Aktuelles aus der Kleist-Gesellschaft


László Földényi verleiht den Kleist-Preis 2018 an Christoph Ransmayr

Der Kleist-Preis des Jahres 2018 geht an den Wiener Schriftsteller Christoph Ransmayr. Mit den drei großen Romanen Die Schrecken des Eises und der Finsternis (1984), Die letzte Welt (1988) und Morbus Kitahara (1995) gewann Christoph Ransmayr umgehend internationale Anerkennung. Sie entwerfen eine hintergründige Topographie, in der sich historische Orte mit mythischen Landschaften überlagern. Eine Expedition zum Nordpol, die Verbannung Ovids nach Tomi ans Schwarze Meer,  ein Kurort am Traunsee unter Besatzung nach 1945 werden zu Schauplätzen der Rückverwandlung von Kultur in Natur und des Rückfalls des Menschen in die Kreatur. Das Versepos Der fliegende Berg (2006) erzählt virtuos von zwei Brüdern, die den sagenumwobenen fliegenden Berg in Tibet besteigen.
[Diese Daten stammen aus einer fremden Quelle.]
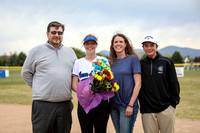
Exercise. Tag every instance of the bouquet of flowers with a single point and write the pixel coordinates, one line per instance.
(103, 77)
(100, 86)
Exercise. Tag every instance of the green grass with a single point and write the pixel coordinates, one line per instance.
(13, 90)
(189, 106)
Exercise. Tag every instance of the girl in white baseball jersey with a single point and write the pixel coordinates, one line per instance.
(97, 117)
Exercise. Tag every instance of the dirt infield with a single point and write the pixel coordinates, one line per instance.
(17, 119)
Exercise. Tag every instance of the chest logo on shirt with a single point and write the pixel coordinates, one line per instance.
(160, 69)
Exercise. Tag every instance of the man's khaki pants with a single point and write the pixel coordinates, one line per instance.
(163, 121)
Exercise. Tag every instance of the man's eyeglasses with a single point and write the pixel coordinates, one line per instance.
(54, 32)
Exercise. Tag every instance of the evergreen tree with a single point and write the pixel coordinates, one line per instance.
(176, 57)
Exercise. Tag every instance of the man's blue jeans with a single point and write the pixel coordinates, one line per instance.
(121, 122)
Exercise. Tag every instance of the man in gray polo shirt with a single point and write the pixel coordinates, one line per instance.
(48, 71)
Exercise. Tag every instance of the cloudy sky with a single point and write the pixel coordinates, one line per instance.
(23, 22)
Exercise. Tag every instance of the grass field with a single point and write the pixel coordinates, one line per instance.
(13, 90)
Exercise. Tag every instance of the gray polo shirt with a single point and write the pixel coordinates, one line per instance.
(48, 72)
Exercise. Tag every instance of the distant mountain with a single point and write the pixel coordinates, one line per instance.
(169, 50)
(182, 50)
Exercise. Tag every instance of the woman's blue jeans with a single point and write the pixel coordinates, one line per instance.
(121, 122)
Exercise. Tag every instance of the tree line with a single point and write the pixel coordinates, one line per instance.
(15, 59)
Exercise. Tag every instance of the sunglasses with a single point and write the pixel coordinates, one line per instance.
(54, 32)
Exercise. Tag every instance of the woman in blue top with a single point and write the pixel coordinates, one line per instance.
(127, 71)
In Atlas eines ängstlichen Mannes (2012) zieht Ransmayr die Summe jahrzehntelangen Reisens in die entlegensten Gegenden dieser Erde. Jenseits jeglichen Exotismus reihen sich sprachlich kunstvoll präsentierte Detailbeobachtungen und alltägliche Begebenheiten aneinander und ergeben als Ganzes ein Bild der heutigen Welt, der globalisierten und zugleich enorm zerstreuten Kulturen. Der Roman Cox (2016) handelt von einem britischen Uhrmacher in China und ist erzählte Zeitphilosophie, entführt in ferne Zeiten und deren Muße und in die heutige Zeit. Er ist ein meisterhafter Versuch, zwischen Orient und Okzident zu vermitteln, und sei es auch nur, indem der Autor Grausamkeit und Autokratie hüben wie drüben vergleicht.  Christoph Ransmayrs riskante und stets wechselhafte Versuchsanordnungen des Schreibens, die seit Jahren vom S. Fischer-Verlag publiziert werden, wurden mit großem Recht bereits mit zahlreichen Preisen ausgezeichnet, u.a. mit dem Franz-Kafka-Preis (1995), dem Prix Aristeion (1996), dem Friedrich-Hölderlin-Preis (1998), dem Nestroy-Theaterpreis (2001), dem Böll-Preis (2007), dem Fontane-Preis (2014), dem Marieluise-Fleißer-Preis (2017) sowie dem Würth-Preis für Europäische Literatur (2018). 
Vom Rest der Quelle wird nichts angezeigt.